Language is a playground. Structures and agreed-upon rules are there to be bent and broken, juxtaposed and toyed with. The Kennedy Center’s latest commission, Where Words Once Were, posits a world where language has been restricted to the point of absurd oppression. It’s a tricky gambit, one that pays big dividends in Colin Hovde’s remarkably conceived production brought to elegant life with wonderful performances and excellent technical design.
This is invigorating stuff, with a wonderful bonus of being entirely family-friendly without sacrificing its political edge.

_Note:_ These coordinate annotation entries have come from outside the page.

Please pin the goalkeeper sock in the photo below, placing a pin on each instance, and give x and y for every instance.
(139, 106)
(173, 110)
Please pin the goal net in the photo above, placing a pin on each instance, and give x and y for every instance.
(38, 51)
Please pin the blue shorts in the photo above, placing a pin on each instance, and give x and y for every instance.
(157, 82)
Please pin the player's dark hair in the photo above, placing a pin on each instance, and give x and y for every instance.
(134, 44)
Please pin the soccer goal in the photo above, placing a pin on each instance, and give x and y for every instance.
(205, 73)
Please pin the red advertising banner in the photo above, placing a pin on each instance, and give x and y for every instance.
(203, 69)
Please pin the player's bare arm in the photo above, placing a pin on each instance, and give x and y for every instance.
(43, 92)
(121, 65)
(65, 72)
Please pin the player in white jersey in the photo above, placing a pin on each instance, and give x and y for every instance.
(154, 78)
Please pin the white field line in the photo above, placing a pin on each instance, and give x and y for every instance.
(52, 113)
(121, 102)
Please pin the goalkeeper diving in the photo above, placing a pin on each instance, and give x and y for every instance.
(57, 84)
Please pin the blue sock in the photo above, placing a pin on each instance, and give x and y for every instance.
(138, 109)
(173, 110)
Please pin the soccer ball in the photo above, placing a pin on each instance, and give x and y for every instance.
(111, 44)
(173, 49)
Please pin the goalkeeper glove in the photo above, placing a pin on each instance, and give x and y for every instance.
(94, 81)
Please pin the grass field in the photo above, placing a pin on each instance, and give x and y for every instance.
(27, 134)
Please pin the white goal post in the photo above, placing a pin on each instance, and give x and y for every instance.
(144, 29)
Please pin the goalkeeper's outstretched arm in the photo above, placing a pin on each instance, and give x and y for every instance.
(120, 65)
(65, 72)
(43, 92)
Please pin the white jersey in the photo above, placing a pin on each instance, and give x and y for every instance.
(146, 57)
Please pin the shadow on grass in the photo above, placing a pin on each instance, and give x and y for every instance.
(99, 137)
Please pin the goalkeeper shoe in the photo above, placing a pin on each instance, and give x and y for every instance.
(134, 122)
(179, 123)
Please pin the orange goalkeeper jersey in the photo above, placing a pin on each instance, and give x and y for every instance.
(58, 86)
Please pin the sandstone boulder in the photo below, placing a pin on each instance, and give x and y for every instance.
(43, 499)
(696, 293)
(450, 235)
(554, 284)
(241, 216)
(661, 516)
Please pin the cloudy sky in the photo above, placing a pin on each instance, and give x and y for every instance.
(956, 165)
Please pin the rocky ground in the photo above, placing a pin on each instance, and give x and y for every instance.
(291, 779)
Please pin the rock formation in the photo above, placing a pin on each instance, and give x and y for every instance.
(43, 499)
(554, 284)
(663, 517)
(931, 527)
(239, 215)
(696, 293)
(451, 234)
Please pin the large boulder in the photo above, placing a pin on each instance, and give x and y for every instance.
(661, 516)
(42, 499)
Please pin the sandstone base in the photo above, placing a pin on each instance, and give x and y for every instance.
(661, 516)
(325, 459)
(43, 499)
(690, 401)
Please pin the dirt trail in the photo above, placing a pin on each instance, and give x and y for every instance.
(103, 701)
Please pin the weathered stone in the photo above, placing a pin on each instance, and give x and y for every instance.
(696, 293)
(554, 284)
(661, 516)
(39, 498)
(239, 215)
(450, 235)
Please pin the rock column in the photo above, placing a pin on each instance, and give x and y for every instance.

In reaction to a series of revolutions, The City government has declared complete control over language itself, limiting its residents to a strict menu of 1,000 words. With this restriction on language comes a restriction on ideas, and speaking forbidden words results in losing the power of speech all together. The City’s power over it’s citizens is so complete, that these silent dissenters actually become literally invisible to the general public, cursed to wander both unheard and unseen.
The story concerns the growing, reluctantly rebellious streak of young student Orhan (Chris Lane) who is slowly starting to realize the presence of a young, ghostly Girl (Alina Collins Maldonado)
Patrick Lord’s projection design makes great use of the tricked-out facilities the Kennedy Center provides. Lord is emerging as a leading talent in the nascent video-projection design field. His early projections of a rain soaked city set the mood for the young audiences, and later Lord provides some remarkably well-executed writing effects that allow the actors to interact directly with the projections. The projections meld well with Mary Keegan’s colorful lighting, which nicely contrasts dark blues and greys to denote an oppressed city, juxtaposed well with the colorful warmth she provides for scenic designer Andrew Cohen’s lovely, cozy bakery.
“This piece is truly a love story. It’s important for kids to see the world among them and for those who might feel silenced to realize they have a voice.”
DCTS talks with the playwright and director
Director Colin Hovde provides consistently clean stage pictures for his young audience and keeps the action moving at a great pace. He’s blessed with a lovely and wonderfully diverse ensemble led by Maldonado and Lane. Tony Nam does double duty as a rambunctious kid and a reluctantly oppressive government official. Kruckemeyer’s imposed 1000-word limit leaves his characters and actors with the same challenge: expressing complicated ideas and emotions with a simple, limited vocabulary. The cast is up to the task.
Where Words Once Were
closes November 27, 2016
Details and tickets
As enthusiastic as I am about Words, I think there’s still room for improvement in Kruckemeyer’s script. The ending feels a bit rushed, cramming a lot of plot into an exposition-heavy speech at which point the story just sort of declares a happyish ending and comes to an abrupt halt. Kruckemeyer also relies too heavily on narration from Maldonado’s Girl, another breach of show-don’t-tell.
Words is dark, heady material and remarkably sophisticated for a family show. The Kennedy Center recommends it for ages 9 and up. Kruckemeyer admirably respects his young audience to keep up with the fairly advanced rules and metaphysics of his world. I take the position that regardless of the age of audience members, it will inspire some meaningful dinnertime discussions.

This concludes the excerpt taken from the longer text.